Make sure you have a strong password – Using a capital letter, numbers and other characters in a combination makes it harder to crack. Try not to use passwords other people could easily guess and definitely do not use PASSWORD or PASSWORD123. Use different passwords for different sites, but make sure you can remember them.

Phishing…Don’t get bitten by sharks

Criminal gangs send emails with the intent of gaining your bank account details or passwords. Common scams ask you to send money or receive money in a rush, meaning you make instinctive decisions. Sometimes fake emails are sent from genuine looking accounts, asking you to re-enter your password of account details. These are harder to spot, but before you act, double check. Poor spelling, expression, grammar and odd emails are a sign these are fake. If in doubt, delete and ring the company from a genuine number you have on a letter.

Pharming…A deliberate misspelling and a costly mistake

It’s all too easy to type Efsy or yagoo into your address bar but mistyping genuine website addresses can lead you to fake websites where the criminals will skim your passwords and access your real accounts, so double check before you hit enter. Also, if you find a website that you have never used before, double check its credentials. Have a look at in the address bar: is there a padlock symbol and does the address start with ‘https://’? If so, it’s ok. The ‘S’ stands for secure, this means the website has been verified by a third party and will encrypt any information sent through it. Remember, if a deal looks too good to be true – it is.

Content…See it, close it, report it…

The internet is an open source meaning anyone can put anything onto it. So, sometimes you can stumble on material that you could find distasteful, cause you distress or even be illegal. If you should encounter anything like this, see it, close it, report it – to the police, social media company or the relevant authority. Parental controls can be set on the internet and learning how to use the internet with a child or using it alongside them can help you to keep a tight hold of what parts of the internet they are seeing.

Social Media…Right people, right content, right future…

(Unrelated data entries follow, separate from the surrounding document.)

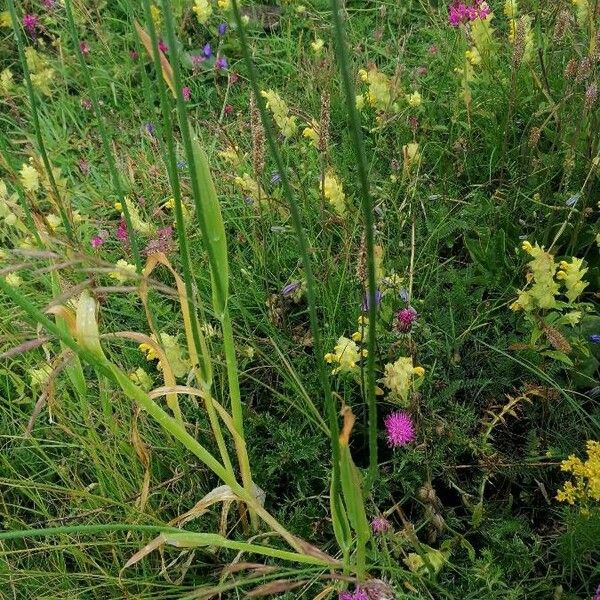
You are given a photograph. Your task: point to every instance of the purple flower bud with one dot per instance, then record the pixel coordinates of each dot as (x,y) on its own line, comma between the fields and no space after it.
(290,288)
(405,319)
(366,301)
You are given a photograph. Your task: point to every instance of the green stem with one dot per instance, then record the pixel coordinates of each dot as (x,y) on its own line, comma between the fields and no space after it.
(36,121)
(367,210)
(108,154)
(302,242)
(188,279)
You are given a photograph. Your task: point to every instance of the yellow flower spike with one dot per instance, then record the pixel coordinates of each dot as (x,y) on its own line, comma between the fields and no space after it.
(311,134)
(5,21)
(317,46)
(414,99)
(527,246)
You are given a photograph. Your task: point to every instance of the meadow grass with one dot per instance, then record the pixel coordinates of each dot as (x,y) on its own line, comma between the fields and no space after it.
(361,239)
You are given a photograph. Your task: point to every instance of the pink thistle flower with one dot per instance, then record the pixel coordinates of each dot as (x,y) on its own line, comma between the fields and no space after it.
(30,23)
(380,525)
(405,319)
(400,428)
(122,233)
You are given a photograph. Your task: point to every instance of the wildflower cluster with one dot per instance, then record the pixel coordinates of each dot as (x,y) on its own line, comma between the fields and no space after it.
(380,93)
(178,364)
(332,190)
(398,378)
(281,113)
(545,277)
(586,486)
(460,13)
(42,75)
(347,355)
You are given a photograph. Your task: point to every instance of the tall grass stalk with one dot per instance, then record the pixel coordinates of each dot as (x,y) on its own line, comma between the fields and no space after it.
(93,355)
(367,210)
(108,153)
(64,211)
(205,365)
(213,233)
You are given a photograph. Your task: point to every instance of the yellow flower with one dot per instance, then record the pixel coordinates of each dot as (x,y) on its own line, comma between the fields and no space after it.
(346,355)
(280,112)
(149,351)
(414,99)
(317,46)
(511,9)
(6,81)
(39,377)
(311,134)
(586,486)
(379,94)
(473,56)
(30,179)
(572,275)
(156,16)
(203,10)
(140,377)
(13,280)
(5,21)
(54,221)
(333,191)
(419,371)
(397,377)
(124,272)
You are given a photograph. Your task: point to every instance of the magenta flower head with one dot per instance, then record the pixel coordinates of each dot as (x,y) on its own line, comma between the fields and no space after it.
(459,12)
(380,525)
(30,23)
(405,319)
(400,429)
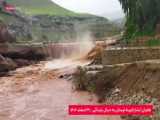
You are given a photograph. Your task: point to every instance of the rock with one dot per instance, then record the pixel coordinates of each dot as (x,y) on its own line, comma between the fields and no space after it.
(22,62)
(5,36)
(7,64)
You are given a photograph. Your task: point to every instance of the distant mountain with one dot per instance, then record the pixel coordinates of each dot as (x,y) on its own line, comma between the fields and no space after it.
(39,7)
(114,15)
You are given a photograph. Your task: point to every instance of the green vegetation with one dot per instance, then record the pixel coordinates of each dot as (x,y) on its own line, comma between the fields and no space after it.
(153,42)
(39,7)
(142,17)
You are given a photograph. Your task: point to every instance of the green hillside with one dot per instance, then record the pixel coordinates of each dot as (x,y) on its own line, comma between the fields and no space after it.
(39,7)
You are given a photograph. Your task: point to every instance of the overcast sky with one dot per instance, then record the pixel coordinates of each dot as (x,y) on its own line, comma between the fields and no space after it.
(98,7)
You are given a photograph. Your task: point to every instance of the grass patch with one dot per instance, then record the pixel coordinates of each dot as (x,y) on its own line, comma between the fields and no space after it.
(153,42)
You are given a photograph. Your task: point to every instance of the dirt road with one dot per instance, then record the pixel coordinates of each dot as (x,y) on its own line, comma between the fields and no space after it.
(37,93)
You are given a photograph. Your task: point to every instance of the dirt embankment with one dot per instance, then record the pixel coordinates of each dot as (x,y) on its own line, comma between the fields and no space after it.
(10,60)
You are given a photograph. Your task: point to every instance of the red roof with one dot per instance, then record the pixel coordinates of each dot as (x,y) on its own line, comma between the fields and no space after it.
(9,8)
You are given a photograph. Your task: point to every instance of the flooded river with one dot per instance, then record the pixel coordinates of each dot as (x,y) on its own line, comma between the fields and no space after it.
(37,93)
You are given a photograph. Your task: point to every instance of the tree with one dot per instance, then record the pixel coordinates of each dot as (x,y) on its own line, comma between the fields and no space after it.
(143,14)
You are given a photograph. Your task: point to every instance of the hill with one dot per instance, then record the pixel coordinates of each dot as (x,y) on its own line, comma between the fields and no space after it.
(45,21)
(39,7)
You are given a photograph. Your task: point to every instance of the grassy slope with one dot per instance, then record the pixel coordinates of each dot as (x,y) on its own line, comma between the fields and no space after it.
(37,7)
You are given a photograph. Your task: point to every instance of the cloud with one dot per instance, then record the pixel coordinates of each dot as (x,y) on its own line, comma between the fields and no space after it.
(98,7)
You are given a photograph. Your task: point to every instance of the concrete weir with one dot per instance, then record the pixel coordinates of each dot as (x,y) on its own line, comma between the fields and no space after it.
(111,56)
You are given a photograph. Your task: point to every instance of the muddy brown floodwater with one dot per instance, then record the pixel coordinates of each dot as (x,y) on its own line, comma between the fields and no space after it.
(37,93)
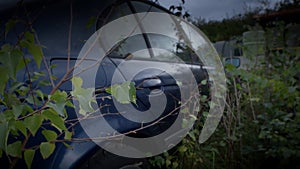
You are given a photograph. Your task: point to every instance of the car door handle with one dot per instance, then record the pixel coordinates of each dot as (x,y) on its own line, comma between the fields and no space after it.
(152,83)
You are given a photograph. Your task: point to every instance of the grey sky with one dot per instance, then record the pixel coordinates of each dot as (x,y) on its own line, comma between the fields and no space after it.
(215,9)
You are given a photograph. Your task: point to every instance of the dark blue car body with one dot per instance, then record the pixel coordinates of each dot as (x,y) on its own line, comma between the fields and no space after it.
(51,21)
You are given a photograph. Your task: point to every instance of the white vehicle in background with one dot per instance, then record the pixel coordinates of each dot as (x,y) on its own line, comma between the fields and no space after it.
(244,54)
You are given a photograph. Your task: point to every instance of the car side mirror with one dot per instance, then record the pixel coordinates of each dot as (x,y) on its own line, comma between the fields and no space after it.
(234,61)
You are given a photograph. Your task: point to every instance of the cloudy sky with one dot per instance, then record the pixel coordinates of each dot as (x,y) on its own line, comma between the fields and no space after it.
(215,9)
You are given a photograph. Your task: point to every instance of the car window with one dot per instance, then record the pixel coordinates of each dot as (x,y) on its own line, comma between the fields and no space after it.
(112,13)
(144,7)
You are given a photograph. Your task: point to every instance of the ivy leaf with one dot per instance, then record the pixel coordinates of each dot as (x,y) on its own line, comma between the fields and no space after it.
(55,119)
(14,149)
(34,49)
(68,135)
(36,52)
(49,135)
(47,149)
(9,25)
(10,58)
(21,127)
(17,110)
(3,78)
(33,123)
(91,22)
(59,98)
(84,96)
(28,156)
(124,93)
(4,135)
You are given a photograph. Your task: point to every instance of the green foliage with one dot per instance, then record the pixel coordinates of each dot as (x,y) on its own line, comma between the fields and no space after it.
(84,96)
(46,149)
(25,109)
(28,157)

Social media has exploded over the past 15 years; Facebook, Twitter, Instagram and Snapchat are all popular apps. Social media appeals to all but especially the younger generation, with youngsters connecting with these networks instantly. Young or old, digital footprints, instant access to strangers around the world and multimedia communications can cause new concerns. The NSPCC are currently running their TEAM campaign – https://www.nspcc.org.uk/ – but following these top tips on this website can help anyone of any age keep themselves safe on social media – https://www.getsafeonline.org/social-networking/social-networking-sites/

And finally….

The internet has truly changed the world and the technology around it is developing at a pace, so being able to use it safely and help your loved ones use it safely is essential. Using the advice above can help you do just that.